Wisden CricInfo staff
26-Sep-2005
Pinnaduwage Aravinda de Silva is an uncomplicated cricketer who long ago had reduced batsmanship to its simplest form. Few modern batsmen brought to the arena the kind of anticipation that Aravinda did. He was that rare player: a crowd favourite as well as a cricketer's cricketer.
While those seated 75 yards away cheered his ability to strike, those closer on the field were often in awe of the manner in which he did it. Despite a tendency in later years to rely more on the bottom hand, he brought it down straighter than his contemporaries and hit through the line with the assurance that only those who combine a good eye and a good technique can have. Like a cat, he never made angles to the wind - the geometry of his batsmanship was contained in arcs rather than angles.
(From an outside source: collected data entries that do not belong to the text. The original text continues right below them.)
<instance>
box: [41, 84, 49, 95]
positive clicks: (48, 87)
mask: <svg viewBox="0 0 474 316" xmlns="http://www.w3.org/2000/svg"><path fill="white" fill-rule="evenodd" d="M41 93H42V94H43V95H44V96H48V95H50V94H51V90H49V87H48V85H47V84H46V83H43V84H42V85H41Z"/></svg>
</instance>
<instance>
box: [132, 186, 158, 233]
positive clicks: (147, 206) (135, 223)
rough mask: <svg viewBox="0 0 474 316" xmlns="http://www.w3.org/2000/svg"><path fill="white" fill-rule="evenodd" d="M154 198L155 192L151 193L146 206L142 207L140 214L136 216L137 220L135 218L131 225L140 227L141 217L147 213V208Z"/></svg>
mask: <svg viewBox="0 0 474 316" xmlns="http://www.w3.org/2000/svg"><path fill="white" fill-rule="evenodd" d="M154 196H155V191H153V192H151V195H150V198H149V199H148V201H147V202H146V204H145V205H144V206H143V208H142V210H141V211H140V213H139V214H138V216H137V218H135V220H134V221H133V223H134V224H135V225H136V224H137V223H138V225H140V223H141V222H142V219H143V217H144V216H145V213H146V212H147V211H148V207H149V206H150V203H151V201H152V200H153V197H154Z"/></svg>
Others might hit the ball harder or drive more stylishly, but he knew how much more effective it was to send the best deliveries of respected bowlers screaming to the fence. Aravinda was as capable of patting a full toss back to the bowler as he was of hitting a length ball for six. He brought up his first Test century with a hooked six off Imran Khan, and began another innings by hitting Kapil Dev over the rope.
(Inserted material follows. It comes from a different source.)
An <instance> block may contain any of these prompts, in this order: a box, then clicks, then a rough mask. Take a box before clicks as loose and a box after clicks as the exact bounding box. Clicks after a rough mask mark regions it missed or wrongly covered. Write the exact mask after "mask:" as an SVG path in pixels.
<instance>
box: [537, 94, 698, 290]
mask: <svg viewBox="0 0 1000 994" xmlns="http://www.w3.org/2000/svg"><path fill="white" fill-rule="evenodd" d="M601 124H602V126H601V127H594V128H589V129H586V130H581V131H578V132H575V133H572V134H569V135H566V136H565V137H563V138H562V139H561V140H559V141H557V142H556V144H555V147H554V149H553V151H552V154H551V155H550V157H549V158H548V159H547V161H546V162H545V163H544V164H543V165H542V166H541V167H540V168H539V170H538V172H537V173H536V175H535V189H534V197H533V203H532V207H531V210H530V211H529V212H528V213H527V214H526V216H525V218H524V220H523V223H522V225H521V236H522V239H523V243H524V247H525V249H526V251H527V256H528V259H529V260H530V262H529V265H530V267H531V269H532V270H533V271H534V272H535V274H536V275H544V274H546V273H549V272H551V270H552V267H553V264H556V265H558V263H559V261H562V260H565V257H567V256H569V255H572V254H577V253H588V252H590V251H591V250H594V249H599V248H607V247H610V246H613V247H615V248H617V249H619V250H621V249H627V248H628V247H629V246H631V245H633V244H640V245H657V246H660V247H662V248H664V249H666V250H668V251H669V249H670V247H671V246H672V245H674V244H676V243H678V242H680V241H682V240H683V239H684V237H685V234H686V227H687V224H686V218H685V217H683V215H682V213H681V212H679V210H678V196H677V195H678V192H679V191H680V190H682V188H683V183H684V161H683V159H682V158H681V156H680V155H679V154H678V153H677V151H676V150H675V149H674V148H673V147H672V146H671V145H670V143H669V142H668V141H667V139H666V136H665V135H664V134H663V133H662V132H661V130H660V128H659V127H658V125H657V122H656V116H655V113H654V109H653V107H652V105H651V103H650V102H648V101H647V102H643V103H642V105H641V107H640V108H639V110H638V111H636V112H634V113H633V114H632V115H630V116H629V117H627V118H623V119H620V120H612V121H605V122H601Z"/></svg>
Had he batted with greater circumspection, he might have finished with a better average than 42.97 from 93 Test matches, but then he wouldn't have been Aravinda. And being Aravinda also meant being the quintessential Sri Lankan batsman: creative, cheeky, and full of surprises. It is difficult to say goodbye to one who gave so much pleasure.
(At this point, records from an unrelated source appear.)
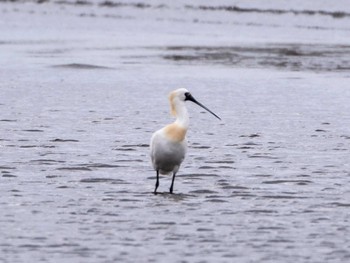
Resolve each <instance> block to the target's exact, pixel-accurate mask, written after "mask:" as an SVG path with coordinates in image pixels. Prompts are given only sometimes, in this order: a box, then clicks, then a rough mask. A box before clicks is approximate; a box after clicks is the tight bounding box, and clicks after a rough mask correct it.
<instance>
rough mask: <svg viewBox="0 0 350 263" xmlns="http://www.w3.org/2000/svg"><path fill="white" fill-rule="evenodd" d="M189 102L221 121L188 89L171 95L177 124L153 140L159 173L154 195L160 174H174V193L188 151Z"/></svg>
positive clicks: (173, 182) (171, 97) (152, 150)
mask: <svg viewBox="0 0 350 263" xmlns="http://www.w3.org/2000/svg"><path fill="white" fill-rule="evenodd" d="M186 100H189V101H192V102H194V103H196V104H197V105H199V106H200V107H202V108H204V109H206V110H207V111H209V112H210V113H211V114H213V115H214V116H215V117H217V118H218V119H220V118H219V117H218V116H217V115H215V113H213V112H212V111H210V110H209V109H208V108H207V107H205V106H204V105H202V104H201V103H199V102H198V101H196V100H195V99H194V98H193V97H192V95H191V94H190V93H189V92H188V90H187V89H177V90H175V91H173V92H171V93H170V95H169V101H170V107H171V113H172V114H173V115H174V116H175V117H176V120H175V122H173V123H172V124H169V125H167V126H165V127H164V128H162V129H160V130H158V131H156V132H155V133H154V134H153V135H152V138H151V143H150V147H151V159H152V164H153V168H154V170H156V172H157V181H156V187H155V190H154V193H155V194H157V188H158V186H159V174H169V173H172V174H173V178H172V183H171V186H170V193H172V192H173V185H174V179H175V175H176V173H177V172H178V170H179V168H180V165H181V163H182V161H183V160H184V158H185V154H186V151H187V140H186V132H187V129H188V126H189V116H188V112H187V108H186V105H185V101H186Z"/></svg>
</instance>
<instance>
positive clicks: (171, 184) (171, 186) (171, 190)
mask: <svg viewBox="0 0 350 263" xmlns="http://www.w3.org/2000/svg"><path fill="white" fill-rule="evenodd" d="M175 175H176V173H173V180H172V181H171V186H170V193H171V194H172V193H173V187H174V181H175Z"/></svg>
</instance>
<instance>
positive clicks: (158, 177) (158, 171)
mask: <svg viewBox="0 0 350 263" xmlns="http://www.w3.org/2000/svg"><path fill="white" fill-rule="evenodd" d="M158 186H159V170H157V181H156V188H155V189H154V194H155V195H156V194H157V188H158Z"/></svg>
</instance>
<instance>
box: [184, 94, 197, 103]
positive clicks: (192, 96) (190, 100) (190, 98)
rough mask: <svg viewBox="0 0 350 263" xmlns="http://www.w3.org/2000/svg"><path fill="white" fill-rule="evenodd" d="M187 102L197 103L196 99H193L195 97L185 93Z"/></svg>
mask: <svg viewBox="0 0 350 263" xmlns="http://www.w3.org/2000/svg"><path fill="white" fill-rule="evenodd" d="M186 100H190V101H193V102H194V101H195V99H194V98H193V96H192V95H191V93H189V92H186V93H185V101H186Z"/></svg>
Aravinda was the best batsman Sri Lanka produced, for consistency, longevity and mastery over two forms of cricket. His 9284 runs in one-dayers is exceeded only by Sachin Tendulkar and Mohammad Azharuddin. His 20 Test centuries and 11 one-day hundreds place him among the best in the game.
Yet all those figures do not add up to that elusive quality called greatness. And for a good reason. Few top batsmen in the history of the game have looked as ordinary as Aravinda did when he was out of form. In the words of the nursery rhyme, when he was good he was very good - even great - but when he was bad, he was horrid.
It is a harsh judgment on a man who made 6361 runs in Tests with a highest of 267, 20 centuries and 22 fifties but in the final analysis he failed to live up to potential. He could have been a great player, easily one of three of four best that Asia has ever produced; instead he was a very good player who was his country's number one batsman for a decade.
Like most Sri Lankan players of his generation, Aravinda's first coach and greatest supporter was his father, Sam, a happy man who shared that happiness around. Soon after his debut in the Lord's Test of 1984, Aravinda picked up the nickname 'Mad Max' - not for any resemblance to Mel Gibson in the movie of that name, but for the mad way he drove - and tried to live up to it by using offence as the only form of defence. Three hundreds in Pakistan next season helped him settle in, but it wasn't until his epic 267 against New Zealand in Wellington in 1990-91 that Aravinda emerged as the star batsman of the team. The ability to read length early and drive through the line were the attributes that caused some to liken him to Pakistan's Javed Miandad. But Aravinda was a gentle Javed, not given to the same tantrums and tricky ways. And increasingly, he became more important to Sri Lanka than Miandad was to Pakistan.
"It annoys me when I get out early," Aravinda once declared in his simple, direct way. And in one spell between April 1997 and January 1998 ensured that even if he did get out, he did so only after pulling, cutting and driving the bowlers round the bend. He made a staggering seven hundreds in eight Test innings on the various grounds in Colombo, including six in a row.
By then Aravinda had emerged as one of two or three best batsmen in the world. The 1996 World Cup was his personal showcase: he made an outstanding century, claimed three wickets and took two catches in the final. Nobody has ever dominated a World Cup final so thoroughly, but it is the style of the century rather than the weight of runs that people remember. With Aravinda, it was ever thus. Suresh Menon is a widely travelled cricket writer and former editor of New Sunday Express. He is currently based in Bangalore. This article first appeared when de Silva retired from Test cricket.